Each year young adult pianists are invited to enter the Norah Sande Awards, and the Saturday heats are open to listeners without charge.
On the Sunday the chosen three finalists each perform a programme of their own choice on the centre’s fine Steinway.
The artistic director Spencer Freeman presided; and adjudicators Ruth Gerald, Timothy Barrett and David Patrick were on the balcony, pens poised.
We heard first a programme of Bach, Stravinsky and Farrenc (presumably Louise, a French pianist, teacher and composer, 1804-75). Madelaine Jones plays both harpsichord and piano, and her remarkable finger-dexterity no doubt owed much to her familiarity with the former instrument. Her inclusion of a work by a woman composer (assuming I’m right in my presumption) was a nice touch, and it was good to be introduced to Farrenc’s Chopinesque F Sharp Minor Study.

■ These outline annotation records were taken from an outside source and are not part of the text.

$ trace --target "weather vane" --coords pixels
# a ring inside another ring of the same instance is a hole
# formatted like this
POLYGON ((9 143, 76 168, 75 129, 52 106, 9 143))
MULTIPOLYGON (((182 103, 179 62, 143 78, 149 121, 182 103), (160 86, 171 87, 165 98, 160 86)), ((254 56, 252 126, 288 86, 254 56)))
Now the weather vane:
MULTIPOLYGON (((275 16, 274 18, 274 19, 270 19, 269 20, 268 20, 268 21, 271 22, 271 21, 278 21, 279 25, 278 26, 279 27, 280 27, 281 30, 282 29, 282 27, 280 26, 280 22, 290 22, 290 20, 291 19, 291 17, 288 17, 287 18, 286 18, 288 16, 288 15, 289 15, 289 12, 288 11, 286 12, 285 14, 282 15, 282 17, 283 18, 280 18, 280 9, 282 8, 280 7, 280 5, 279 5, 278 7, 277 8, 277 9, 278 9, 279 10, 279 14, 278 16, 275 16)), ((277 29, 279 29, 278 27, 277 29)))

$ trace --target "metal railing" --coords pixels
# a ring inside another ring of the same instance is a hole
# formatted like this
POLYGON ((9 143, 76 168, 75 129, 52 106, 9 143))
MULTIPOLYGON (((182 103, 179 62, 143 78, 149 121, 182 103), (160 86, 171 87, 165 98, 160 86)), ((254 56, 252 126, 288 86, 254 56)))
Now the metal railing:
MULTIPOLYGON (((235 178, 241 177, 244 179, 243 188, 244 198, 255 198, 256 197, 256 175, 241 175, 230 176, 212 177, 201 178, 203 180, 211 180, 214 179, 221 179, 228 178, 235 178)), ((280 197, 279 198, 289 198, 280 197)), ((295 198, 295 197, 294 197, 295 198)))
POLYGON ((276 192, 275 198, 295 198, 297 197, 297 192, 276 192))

Dinara Klinton was born in Ukraine, and has studied not only in Moscow but at London’s Royal College. She played one of Beethoven’s less-well-known Sonatas, his Opus 78, and three unashamed “display” items: Sarcasms by Prokofiev, and two works by Liszt: a Transcendental Study, and his astonishing transcription of the Waltz from Gounod’s Faust.
Hannah Watson added an extra dimension to her recital. Having delivered fine performances of two Bach Preludes and Fugues, she stood to speak to the audience, making excellent contact as she introduced not only some simple pieces by Sibelius, but in addition Messiaen’s Regard de l’Eglise d’Amour, a work that seemed to set the entire building vibrating to its oft-repeated fortissimo chords.
The chairman of the judges, David Patrick, announced that Dinara was the unanimous winner, with Hannah the runner-up.
The winner will give a recital early next year. As usual, the Sande Award had presented three outstanding talents for our delectation.